A scene straight out of the late 1930s as a Douglas DC-3 Dakota named “Tangaloa” cruises high over the islands of Tonga in the South Pacific.
This was the Golden Age of passenger aviation. The skies were filled with the sound of throbbing twin Pratt & Whitney radial engines as airlines scrambled to buy DC-3s, the first commercial airliner that could carry enough passengers for them to actually start making a profit.
It was a romantic time. And the world was suddenly a little smaller as air routes reached out across the planet, to places like South America and Africa. And Tonga.
Now for a reality check. These pictures were actually taken yesterday, 11 November 2010, by Brendan Odell who has been busy these last few months getting this particular Dakota back in the air.
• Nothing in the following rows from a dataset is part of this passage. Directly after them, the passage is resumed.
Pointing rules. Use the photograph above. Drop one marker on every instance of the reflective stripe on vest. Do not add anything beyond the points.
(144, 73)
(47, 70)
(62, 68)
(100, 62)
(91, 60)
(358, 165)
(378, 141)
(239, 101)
The aircraft will operate a scheduled daily service around the island group for owner Chatham Pacific. Apart from the great sea-kayaking around Tonga, flying in on an inter-island service by Dakota is impossibly romantic and reason enough alone to make the long journey to the Pacific.
Not bad for an aircraft that is nearly 60 years old. It’s small, but a noteworthy, victory when one considers the current difficulties at Boeing and Airbus over their much-hyped new airliners (see the story HERE). Boeing’s vaunted 787 Dreamliner faces further test-flight delays after an in-flight fire, while Airbus’s huge A380 doubledecker gets another blast of bad PR following engine troubles and subsequent grounding of the Qantas fleet.
Old DC-3 hands will tell you that the only replacement for a DC-3 is another DC-3. They’re probably right.